The Evolution of Cross-Border Payments
Cross-border payments have undergone significant transformation over the past decade, yet the fundamental challenges that frustrate businesses and individuals remain largely unsolved at scale. Average cross-border payment costs globally remain above 6% according to World Bank data, and settlement times of 2-5 days are still the norm for many currency corridors.

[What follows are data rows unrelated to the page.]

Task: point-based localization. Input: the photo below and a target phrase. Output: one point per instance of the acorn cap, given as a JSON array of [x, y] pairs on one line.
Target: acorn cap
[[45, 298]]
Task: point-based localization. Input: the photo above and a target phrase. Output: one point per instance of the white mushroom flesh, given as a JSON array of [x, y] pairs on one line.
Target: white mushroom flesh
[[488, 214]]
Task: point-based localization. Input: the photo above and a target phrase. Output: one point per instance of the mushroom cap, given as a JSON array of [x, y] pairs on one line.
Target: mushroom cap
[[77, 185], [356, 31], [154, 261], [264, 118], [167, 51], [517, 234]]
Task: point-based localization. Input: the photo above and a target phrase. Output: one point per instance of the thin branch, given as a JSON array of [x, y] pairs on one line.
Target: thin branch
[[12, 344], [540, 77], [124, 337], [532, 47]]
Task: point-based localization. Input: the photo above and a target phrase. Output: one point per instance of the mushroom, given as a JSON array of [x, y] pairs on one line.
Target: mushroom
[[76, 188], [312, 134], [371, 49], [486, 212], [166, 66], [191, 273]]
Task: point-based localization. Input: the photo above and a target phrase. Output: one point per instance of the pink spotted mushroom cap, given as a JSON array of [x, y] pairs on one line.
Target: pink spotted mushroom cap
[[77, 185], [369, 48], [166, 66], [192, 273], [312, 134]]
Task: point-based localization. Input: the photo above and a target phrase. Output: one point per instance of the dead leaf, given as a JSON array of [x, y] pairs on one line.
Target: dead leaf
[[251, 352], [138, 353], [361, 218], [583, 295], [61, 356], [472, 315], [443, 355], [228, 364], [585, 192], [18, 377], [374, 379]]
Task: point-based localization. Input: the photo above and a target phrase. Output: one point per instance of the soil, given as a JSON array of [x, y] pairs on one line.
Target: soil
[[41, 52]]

Where Progress Has Been Made
The emergence of fintech challengers has demonstrably improved specific payment corridors. Services built on real-time payment rails in the UK, EU, and parts of Asia have enabled near-instant settlements in those markets. The proliferation of mobile money systems in sub-Saharan Africa has created payment infrastructure where traditional banking was absent. And stablecoin-based payment networks are beginning to demonstrate genuine utility for certain cross-border use cases.
Remaining Friction Points
Despite these improvements, several friction points persist. Correspondent banking relationships — the network of agreements between banks that enables international transfers — remain expensive to maintain and have been shrinking as compliance costs rise. Regulatory fragmentation across jurisdictions creates compliance overhead that favors large, well-resourced institutions over smaller, more innovative operators. And foreign exchange spread costs, often invisible to end users, add 1-3% to most international transactions above and beyond stated fees.
The Infrastructure Opportunity
The largest opportunity in cross-border payments lies not in building another consumer remittance product but in building the infrastructure layer that makes all payment products better. Companies that can reduce settlement latency, decrease FX costs, and simplify compliance for the businesses building on top of payment infrastructure will capture enormous value. This is the opportunity NjlaPay is pursuing.
Looking Forward
The next wave of cross-border payment improvement will come from direct central bank digital currency integrations, real-time payment system interoperability across more currency corridors, and AI-powered compliance tools that reduce the cost of KYC/AML while improving accuracy. The businesses building infrastructure for these next-generation payment systems are positioning for significant long-term value capture.